Amazon’s workers largely remained at their stations throughout the pandemic, being subjected to frantic speedups to meet the demand for home delivery of internet purchases. In conversations with WSWS reporters, Amazon workers reported that social distancing measures are arbitrarily and inconsistently enforced, when they are enforced at all, due to the nature of warehouse work.

This exploitation has led to repeated tragedies. On March 1, 48-year-old Paul Vilscek jumped to his death at the LAS7 fulfillment center in Las Vegas while his co-workers watched in horror. On January 8, 38-year-old Poushawn Brown died suddenly of unexplained causes after working as a coronavirus tester at the DDC3 warehouse in Springfield, Virginia.

Awash in cash, Amazon is now expanding its operations in other areas of the economy. In a Securities and Exchange Commission filing Monday, the cargo airline Air Transport Services Group reported that Amazon had purchased a minority stake in the company. Amazon already owns a minority stake in the only other major cargo airline used by Amazon, Atlas Air, and is developing its own air service called Amazon Air.

The conglomerate has extended its reach into consumer products, streaming video and music, prescriptions and telehealth, books and e-books, smart devices and voice assistants, cloud computing services, groceries and other logistics operations, among others.

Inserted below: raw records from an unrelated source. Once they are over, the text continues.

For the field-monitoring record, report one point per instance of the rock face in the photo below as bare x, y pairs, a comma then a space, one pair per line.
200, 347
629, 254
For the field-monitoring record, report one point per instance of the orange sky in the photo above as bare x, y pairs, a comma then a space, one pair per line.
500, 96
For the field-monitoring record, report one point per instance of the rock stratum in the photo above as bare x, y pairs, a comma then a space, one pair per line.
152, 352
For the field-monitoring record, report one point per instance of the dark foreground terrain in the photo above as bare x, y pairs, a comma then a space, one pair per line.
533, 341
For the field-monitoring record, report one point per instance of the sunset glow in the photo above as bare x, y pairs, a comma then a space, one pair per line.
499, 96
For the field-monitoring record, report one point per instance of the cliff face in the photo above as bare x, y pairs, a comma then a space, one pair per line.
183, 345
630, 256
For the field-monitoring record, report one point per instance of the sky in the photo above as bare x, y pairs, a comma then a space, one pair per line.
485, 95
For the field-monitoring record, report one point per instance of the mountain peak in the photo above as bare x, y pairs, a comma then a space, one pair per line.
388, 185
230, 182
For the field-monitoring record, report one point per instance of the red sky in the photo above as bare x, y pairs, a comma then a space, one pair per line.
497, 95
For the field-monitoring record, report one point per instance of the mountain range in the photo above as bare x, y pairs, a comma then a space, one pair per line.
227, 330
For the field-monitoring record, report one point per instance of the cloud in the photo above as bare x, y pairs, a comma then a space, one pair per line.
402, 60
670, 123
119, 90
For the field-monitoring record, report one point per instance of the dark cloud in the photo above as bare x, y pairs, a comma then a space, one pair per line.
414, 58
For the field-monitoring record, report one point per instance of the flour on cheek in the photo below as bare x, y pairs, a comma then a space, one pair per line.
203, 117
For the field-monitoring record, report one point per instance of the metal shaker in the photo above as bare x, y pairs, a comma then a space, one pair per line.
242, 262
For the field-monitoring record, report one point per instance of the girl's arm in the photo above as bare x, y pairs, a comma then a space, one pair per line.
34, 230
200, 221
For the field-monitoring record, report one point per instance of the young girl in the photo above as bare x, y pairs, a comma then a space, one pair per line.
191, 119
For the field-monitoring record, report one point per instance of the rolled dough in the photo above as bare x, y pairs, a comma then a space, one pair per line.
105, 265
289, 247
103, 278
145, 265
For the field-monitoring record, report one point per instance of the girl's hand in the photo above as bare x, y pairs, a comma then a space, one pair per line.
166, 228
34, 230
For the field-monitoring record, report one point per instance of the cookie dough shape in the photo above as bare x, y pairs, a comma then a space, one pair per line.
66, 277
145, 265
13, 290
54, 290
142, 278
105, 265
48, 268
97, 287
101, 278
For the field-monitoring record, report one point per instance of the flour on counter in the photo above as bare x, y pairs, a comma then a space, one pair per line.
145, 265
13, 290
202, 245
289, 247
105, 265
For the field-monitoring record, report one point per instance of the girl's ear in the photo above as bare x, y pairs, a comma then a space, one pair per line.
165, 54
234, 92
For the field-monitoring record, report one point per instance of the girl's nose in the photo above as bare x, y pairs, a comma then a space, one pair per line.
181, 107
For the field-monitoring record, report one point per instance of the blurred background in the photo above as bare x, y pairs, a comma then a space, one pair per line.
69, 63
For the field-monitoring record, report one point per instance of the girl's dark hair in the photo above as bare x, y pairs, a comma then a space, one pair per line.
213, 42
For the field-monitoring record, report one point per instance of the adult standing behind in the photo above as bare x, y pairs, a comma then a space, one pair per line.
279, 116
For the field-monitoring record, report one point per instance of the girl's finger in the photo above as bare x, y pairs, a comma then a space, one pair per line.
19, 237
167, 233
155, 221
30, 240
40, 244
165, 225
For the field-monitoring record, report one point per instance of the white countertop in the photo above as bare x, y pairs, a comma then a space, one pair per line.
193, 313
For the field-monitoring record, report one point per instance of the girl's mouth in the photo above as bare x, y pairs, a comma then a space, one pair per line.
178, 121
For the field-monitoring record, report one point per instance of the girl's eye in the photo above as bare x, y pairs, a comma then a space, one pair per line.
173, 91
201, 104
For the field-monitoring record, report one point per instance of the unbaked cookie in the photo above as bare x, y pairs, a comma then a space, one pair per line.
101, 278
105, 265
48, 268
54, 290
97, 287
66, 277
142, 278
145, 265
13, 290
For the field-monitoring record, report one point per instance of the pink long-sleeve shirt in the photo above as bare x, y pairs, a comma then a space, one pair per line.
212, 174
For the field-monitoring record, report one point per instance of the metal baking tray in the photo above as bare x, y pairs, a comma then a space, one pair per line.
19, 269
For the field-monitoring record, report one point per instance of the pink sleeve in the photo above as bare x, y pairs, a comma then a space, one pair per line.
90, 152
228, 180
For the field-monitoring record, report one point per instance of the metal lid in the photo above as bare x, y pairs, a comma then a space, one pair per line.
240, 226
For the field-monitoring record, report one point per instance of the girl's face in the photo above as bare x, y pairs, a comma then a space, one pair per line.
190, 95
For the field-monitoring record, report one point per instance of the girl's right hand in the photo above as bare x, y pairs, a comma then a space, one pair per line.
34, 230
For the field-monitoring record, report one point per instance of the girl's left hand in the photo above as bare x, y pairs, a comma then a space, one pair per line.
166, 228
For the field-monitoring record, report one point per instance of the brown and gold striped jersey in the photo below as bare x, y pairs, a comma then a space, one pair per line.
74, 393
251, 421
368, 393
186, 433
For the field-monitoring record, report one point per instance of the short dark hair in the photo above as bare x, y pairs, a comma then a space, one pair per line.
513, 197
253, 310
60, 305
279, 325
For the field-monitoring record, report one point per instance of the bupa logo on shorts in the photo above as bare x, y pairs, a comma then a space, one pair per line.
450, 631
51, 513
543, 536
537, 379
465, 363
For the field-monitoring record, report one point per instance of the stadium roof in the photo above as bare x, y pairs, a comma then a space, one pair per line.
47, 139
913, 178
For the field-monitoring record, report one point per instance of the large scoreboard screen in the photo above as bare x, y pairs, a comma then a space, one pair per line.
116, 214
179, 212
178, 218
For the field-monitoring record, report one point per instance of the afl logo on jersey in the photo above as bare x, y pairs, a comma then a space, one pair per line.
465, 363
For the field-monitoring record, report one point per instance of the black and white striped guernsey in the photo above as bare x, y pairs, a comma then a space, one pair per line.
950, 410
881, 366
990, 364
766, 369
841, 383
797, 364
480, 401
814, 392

In the last two years, it has increasingly invested in its own delivery operations by aggressively expanding its network of fulfillment and sorting centers, delivery stations and other facilities.

Amazon’s sprawling influence also extends to robotics, electric vehicle companies such as Rivian, autonomous vehicle startups like Aurora Partners and delivery robots called Amazon Scout that are being tested in Southern California and could be rolled out elsewhere in the near future. Amazon Kuiper is creating a satellite network capable of delivering high-speed internet.

Additionally, it serves as the e-commerce platform for over 2.5 million third-party vendors selling millions of items. With so many interests across crucial sectors of the economy, Amazon has faced growing criticism over its monopolistic behaviors. But politicians in North America, Europe and India, while occasionally offering various denunciations of the company, have not taken any significant actions to counter Amazon’s meteoric growth or its exploitative practices.

Amazon warehouses have been found to have twice the rate of serious injuries per 100 employees compared to the industry average. A major factor in these injuries is management’s fanatical insistence on speed, with workers in some cases expected to perform a task every six to nine seconds. Like the number of officially reported cases of the coronavirus, the tally of reported injuries is surely an undercount.

Earlier this year, Amazon agreed to pay a $61.7 million settlement to the Federal Trade Commission over claims it withheld tips from its Flex delivery drivers, who are categorized as independent contractors and deliver for Prime Now and Amazon Fresh. Starting in 2016, the company had been taking its drivers’ tips to pay a portion of their delivery rates, and only halted this practice after becoming aware that the FTC was investigating the matter.

In light of Amazon’s giant revenues and expanding operations, the settlement is such an insignificant sum that it will not leave so much as a dent in the company’s annual profits or future plans.